Credit card company executives liken the current economic climate to a “credit winter.”

They’re spending millions of dollars on marketing materials, only to have them ignored by prospective customers. Indeed, despite a scarcity of jobs, and very slowly growing income, Americans are saving more money now than since 1995 – the savings rate is around 5.7 percent – and are actually paying down credit card debt.

And even those consumers who are trying to obtain credit are finding it tough to lock it down, and when they do, the lines of credit are lower than in the past. Credit card companies extended just $77.7 billion in new bankcard credit lines in the first eight months of the year, compared to $93.8 billion in the first eight months of 2009 and $196.8 billion in the first eight months of 2008.

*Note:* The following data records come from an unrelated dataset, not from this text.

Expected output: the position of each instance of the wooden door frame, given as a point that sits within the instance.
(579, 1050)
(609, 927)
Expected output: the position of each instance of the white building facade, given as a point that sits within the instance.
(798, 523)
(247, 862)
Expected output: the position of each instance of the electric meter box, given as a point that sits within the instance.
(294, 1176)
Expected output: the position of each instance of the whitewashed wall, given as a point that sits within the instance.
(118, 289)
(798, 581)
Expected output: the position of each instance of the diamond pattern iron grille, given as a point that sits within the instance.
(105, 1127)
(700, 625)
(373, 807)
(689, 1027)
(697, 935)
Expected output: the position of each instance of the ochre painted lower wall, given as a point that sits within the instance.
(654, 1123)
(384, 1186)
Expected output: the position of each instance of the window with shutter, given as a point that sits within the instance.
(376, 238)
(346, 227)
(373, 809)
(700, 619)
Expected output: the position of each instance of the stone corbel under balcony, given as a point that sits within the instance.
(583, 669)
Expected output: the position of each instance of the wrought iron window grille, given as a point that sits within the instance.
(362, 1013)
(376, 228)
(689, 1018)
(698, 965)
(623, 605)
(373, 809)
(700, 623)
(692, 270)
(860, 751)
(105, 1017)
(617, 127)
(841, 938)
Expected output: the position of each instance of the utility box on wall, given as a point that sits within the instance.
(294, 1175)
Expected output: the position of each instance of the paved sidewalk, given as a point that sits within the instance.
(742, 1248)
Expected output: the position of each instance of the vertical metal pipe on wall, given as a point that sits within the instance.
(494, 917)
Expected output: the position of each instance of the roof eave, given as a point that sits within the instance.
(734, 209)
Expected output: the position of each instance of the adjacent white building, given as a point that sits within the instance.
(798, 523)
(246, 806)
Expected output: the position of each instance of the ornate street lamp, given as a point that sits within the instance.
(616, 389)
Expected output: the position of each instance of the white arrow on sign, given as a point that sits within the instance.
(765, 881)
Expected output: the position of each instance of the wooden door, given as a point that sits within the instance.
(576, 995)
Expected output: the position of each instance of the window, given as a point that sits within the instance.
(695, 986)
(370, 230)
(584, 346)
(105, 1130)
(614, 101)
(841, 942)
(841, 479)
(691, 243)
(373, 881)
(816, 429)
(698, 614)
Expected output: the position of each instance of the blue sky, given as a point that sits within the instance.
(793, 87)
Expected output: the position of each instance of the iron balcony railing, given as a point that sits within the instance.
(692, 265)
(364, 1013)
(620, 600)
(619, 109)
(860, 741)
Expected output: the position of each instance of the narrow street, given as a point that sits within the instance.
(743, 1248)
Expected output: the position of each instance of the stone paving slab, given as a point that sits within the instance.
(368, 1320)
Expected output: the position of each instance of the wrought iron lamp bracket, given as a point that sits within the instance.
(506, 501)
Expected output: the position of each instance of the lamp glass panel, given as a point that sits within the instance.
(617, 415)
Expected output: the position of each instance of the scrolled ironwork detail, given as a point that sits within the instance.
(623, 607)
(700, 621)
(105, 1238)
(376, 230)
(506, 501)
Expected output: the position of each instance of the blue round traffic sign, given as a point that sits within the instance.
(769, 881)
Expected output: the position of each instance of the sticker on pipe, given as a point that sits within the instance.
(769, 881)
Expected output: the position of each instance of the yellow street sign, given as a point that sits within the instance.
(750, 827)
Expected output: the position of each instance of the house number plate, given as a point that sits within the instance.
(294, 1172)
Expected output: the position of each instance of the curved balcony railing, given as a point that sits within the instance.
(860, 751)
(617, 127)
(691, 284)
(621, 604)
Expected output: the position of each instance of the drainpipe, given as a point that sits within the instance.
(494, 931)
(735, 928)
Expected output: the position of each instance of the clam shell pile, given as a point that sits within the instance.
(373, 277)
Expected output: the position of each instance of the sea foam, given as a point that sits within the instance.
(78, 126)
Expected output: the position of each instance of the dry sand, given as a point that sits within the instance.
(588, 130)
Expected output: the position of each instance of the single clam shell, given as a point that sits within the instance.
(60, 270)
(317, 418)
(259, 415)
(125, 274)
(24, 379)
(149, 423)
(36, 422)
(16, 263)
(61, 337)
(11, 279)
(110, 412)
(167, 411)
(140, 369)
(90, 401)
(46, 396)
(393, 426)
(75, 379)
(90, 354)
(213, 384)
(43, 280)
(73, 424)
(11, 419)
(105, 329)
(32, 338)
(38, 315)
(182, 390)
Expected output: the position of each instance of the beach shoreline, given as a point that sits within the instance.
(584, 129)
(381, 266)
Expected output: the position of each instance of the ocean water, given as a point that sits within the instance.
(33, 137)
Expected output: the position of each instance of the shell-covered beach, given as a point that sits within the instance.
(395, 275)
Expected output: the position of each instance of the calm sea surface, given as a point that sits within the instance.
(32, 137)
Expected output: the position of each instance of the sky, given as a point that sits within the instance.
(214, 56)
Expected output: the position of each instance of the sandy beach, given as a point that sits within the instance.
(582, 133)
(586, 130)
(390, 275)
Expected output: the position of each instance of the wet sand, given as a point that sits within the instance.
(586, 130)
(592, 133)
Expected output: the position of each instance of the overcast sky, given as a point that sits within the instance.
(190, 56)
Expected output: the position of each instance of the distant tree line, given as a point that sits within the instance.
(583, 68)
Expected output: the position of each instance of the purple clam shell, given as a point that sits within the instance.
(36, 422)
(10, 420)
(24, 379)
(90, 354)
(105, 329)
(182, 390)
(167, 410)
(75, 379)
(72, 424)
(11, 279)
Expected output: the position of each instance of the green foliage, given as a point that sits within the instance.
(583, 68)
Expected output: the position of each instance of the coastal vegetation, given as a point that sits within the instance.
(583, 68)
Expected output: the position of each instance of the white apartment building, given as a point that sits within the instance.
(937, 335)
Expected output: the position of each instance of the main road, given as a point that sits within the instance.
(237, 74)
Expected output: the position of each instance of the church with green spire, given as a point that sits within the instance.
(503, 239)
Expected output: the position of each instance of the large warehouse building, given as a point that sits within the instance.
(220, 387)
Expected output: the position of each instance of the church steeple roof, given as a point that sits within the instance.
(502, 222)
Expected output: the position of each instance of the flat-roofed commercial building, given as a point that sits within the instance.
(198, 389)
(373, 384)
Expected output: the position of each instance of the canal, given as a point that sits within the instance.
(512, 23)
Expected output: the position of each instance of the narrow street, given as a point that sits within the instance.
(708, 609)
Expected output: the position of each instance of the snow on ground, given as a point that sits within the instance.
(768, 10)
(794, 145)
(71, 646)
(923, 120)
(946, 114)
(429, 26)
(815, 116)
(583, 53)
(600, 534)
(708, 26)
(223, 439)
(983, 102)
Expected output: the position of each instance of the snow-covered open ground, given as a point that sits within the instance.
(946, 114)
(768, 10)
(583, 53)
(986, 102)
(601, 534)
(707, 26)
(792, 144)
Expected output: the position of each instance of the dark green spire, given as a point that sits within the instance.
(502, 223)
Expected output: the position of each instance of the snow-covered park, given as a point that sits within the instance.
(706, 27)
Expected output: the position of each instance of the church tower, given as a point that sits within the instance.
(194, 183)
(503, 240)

The amount of money consumers are carrying on their mortgages, retail credit cards, bank credit cards, auto loans and home equity lines of credit (HELOC) are all declining or holding steady, according to analytics provided by Equifax.

Total past-due credit card balances are lower year over. But while credit executives are seeing improvements in delinquencies, mortgage lenders say mortgage delinquencies are not improving.

Are consumers taking their savings and using it to pay down debts or at least make their minimum monthly payments? And, what will get Americans to start spending again?

Credit winter or not, Christmas is coming, and hopes are high for a terrific season for retailers that will help consumers erase the memory of the recent (and for some current) recession.

But it’s hard to see how consumers can spend all that much when the unemployment situation remains dismal. In this week’s unemployment report, numbers were up 2,000, to a seasonally adjusted 439,000.

According to the third quarter CredAbility Consumer Distress Index, only three states had a stable or excellent employment situation, including North Dakota, South Dakota and Nebraska. New Hampshire has a weakening employment outlook and virtually the rest of the country is in emergency crisis mode with regard to employment.

Consumer bankruptcy filings will hit approximately 1.6 million this year, higher than the 1.4 million filings last year.

Some economists believe there is a tremendous amount of pent-up demand from consumers. Maybe. Or, perhaps it’s just another wish for the Christmas list.